For this purpose peripheral venal blood of 609 participants of the MACS was incubated with lipopolysaccharide (LPS) and antiCD3/CD28-antibodies. LPS induces a general proinflammatory immune response, whereas antiCD3/CD28 gives rise to a specific T-cell response. The released cytokines were then quantified by a Cytometric Bead Array System (CBA). They reflect the general capacity and responsiveness of the immune system. Additionally, this dissertation incorporates volume data of multiple brain regions measured by a 3-tesla MRI. This data was provided by other members of the MACS.
While healthy men and affected men show almost identical immune responses, healthy women show significantly higher concentrations of proinflammatory cytokines (IL1-β, TNF-α, IFN-γ, IL17-α und IL12p70) than their ill counterparts. Brain morphometric differences can be detected at the lateral ventricles, the thalamus, the amygdala, the left nucleus caudatus, the right nucleus accumbens und the left hippocampal region. The interaction factors related to the diagnoses, the age and/or the gender show significant values for these brain regions. Furthermore, in logistic regression model IL10 and TNF-α show significant influence on the target variables: Putamen, left nucleus accumbens and the right globus pallidus.
These results strengthen the widely held assumption about a key role of the immune system in the etiopathogenesis of affective disorders. It goes in line with the findings of previous studies indicating various causes of elevated immune parameters, their diverse mechanisms of interaction with the brain and their broad effects on brain function and structure. The cross-sectional design of the present study does not allow for assuming a causal relationship between cytokines and brain volume.

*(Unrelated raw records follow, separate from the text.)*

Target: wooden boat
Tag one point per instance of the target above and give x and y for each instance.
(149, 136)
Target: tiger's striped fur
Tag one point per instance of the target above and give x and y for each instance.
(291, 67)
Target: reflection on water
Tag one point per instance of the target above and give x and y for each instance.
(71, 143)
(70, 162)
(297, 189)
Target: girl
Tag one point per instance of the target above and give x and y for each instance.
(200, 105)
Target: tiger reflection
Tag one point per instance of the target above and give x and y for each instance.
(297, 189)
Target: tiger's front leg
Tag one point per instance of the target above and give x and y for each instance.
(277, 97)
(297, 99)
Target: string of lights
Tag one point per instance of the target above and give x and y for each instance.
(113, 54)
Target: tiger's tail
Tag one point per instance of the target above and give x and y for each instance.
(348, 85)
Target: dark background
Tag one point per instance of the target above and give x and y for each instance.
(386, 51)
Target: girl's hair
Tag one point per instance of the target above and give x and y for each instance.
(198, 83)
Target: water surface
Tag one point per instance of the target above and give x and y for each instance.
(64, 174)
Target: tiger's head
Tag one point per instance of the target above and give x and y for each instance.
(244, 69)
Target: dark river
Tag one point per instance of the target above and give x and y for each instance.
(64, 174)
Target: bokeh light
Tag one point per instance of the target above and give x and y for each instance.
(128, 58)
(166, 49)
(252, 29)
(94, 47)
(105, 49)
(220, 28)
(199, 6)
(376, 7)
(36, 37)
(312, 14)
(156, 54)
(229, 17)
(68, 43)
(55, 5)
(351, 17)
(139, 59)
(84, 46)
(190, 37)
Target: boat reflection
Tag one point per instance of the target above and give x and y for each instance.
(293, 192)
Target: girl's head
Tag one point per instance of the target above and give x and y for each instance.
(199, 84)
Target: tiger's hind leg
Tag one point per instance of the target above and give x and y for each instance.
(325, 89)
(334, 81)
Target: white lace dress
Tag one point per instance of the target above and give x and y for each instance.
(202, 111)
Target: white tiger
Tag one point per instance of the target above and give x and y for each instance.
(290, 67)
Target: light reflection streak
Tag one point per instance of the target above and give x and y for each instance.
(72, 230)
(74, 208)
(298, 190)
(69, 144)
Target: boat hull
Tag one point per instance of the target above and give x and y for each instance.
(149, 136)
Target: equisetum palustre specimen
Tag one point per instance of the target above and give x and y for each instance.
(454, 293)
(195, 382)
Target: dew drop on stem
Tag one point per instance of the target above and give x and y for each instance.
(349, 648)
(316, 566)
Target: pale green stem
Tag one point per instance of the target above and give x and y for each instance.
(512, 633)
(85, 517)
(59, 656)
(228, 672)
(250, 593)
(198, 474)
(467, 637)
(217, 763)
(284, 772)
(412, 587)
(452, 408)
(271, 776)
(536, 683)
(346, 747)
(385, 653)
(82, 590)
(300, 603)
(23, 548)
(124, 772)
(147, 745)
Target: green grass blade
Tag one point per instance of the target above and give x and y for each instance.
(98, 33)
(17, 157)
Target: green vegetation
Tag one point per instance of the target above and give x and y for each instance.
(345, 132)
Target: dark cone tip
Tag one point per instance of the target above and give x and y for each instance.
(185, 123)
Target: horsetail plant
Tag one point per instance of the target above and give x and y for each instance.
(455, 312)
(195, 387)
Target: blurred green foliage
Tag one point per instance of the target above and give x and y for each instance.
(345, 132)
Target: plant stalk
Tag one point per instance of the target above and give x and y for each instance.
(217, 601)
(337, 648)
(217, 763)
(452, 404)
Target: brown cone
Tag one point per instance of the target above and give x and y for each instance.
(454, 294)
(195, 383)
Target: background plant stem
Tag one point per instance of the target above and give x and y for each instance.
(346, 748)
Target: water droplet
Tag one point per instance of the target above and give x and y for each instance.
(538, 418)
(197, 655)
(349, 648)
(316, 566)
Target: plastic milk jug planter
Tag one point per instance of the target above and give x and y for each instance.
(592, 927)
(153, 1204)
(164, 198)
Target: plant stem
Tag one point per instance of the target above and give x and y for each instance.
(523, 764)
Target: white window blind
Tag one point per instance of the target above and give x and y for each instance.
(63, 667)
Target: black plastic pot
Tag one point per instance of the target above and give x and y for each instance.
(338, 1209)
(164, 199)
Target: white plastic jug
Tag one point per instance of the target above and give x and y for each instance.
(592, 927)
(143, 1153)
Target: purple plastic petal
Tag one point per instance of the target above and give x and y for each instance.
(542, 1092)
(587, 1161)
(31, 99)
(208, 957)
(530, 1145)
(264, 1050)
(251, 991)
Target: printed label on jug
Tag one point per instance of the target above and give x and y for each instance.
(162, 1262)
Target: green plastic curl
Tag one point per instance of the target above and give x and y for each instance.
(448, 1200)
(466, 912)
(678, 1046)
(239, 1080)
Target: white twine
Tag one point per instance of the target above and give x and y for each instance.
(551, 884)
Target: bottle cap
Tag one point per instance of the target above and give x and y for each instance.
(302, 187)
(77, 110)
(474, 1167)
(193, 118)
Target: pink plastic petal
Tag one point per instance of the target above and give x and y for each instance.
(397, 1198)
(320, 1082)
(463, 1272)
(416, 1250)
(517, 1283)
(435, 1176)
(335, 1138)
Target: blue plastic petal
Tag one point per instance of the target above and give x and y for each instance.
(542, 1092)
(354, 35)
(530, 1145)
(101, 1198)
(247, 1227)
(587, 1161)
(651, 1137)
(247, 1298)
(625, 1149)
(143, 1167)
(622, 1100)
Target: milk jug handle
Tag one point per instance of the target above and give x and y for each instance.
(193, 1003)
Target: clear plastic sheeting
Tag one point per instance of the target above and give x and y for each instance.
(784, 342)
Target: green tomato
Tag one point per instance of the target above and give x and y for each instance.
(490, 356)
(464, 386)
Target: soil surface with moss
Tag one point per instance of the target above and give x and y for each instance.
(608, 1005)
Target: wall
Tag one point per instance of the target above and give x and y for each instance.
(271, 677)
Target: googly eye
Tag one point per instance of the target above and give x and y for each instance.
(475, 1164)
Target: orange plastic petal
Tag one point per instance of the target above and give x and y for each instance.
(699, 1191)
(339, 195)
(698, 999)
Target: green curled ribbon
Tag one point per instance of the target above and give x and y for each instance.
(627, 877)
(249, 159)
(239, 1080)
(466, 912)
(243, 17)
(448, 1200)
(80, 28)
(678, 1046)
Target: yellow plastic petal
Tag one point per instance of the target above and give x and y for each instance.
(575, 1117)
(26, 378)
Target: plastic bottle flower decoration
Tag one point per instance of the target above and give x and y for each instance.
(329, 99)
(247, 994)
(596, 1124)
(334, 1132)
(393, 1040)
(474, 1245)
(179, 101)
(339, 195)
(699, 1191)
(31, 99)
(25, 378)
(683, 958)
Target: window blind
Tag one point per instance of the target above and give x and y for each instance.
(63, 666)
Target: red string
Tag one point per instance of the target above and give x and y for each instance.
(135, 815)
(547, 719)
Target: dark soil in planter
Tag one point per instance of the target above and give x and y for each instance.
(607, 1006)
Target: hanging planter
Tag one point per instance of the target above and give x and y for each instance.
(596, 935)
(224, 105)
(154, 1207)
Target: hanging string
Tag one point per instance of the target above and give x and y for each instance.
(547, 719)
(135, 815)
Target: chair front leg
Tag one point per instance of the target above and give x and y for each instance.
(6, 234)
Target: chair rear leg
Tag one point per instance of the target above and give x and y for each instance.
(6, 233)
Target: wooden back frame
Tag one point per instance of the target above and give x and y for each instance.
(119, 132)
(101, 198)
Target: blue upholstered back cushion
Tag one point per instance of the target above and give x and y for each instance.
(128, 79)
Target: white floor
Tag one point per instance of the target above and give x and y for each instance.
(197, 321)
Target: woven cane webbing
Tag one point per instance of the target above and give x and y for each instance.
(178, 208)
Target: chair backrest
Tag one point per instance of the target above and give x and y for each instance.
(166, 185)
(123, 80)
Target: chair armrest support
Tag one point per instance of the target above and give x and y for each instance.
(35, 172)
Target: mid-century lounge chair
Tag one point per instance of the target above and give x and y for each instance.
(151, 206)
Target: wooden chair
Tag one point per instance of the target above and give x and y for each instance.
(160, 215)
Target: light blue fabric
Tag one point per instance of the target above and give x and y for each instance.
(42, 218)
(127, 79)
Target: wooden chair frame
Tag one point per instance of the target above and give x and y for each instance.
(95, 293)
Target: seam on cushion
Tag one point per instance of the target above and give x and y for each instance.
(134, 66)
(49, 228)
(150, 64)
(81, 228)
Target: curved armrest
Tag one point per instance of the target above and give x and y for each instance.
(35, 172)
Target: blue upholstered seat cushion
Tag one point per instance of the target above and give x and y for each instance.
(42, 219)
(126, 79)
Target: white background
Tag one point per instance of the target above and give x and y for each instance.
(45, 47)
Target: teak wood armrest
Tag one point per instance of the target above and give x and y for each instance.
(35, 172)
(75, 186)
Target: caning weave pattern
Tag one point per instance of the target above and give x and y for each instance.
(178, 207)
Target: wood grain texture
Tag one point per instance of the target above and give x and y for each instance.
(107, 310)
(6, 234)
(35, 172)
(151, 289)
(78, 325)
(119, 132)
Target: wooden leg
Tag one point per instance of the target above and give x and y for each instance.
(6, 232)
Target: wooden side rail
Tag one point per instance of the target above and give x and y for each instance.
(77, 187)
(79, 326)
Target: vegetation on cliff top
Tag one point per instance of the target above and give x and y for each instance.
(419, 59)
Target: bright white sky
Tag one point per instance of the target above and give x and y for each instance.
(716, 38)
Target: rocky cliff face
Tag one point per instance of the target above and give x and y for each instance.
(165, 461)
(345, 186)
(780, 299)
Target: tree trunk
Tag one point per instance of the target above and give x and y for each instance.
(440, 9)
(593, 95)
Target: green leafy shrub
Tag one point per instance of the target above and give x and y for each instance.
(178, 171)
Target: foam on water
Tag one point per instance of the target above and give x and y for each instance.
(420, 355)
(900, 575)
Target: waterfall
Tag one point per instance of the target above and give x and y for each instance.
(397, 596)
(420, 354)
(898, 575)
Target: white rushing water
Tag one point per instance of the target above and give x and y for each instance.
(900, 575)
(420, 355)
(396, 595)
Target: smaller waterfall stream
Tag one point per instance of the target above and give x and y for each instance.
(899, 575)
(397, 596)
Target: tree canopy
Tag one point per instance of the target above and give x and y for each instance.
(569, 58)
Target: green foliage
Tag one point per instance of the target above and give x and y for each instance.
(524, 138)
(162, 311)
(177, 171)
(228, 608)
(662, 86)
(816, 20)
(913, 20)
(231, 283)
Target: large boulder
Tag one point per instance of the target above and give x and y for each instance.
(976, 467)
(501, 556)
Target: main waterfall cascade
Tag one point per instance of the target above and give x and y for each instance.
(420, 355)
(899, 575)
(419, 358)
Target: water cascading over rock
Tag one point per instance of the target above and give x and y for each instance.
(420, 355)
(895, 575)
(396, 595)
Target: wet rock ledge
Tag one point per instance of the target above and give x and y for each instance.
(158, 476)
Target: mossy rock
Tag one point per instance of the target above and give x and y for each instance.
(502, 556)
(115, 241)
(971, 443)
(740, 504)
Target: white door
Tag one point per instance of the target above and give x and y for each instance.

However, the results showing that cytokines are associated with the decreased brain volume are of great importance for the follow-up investigations or new longitudinal studies. In future research, it would be interesting to take into account the immune regulatory effects of antidepressant medication or smoking. Bioparameters measured in this work may contribute to the improvement of diagnostics and therapeutics of affective disorders in the future and thereby reduce the individual and social burden of this disease.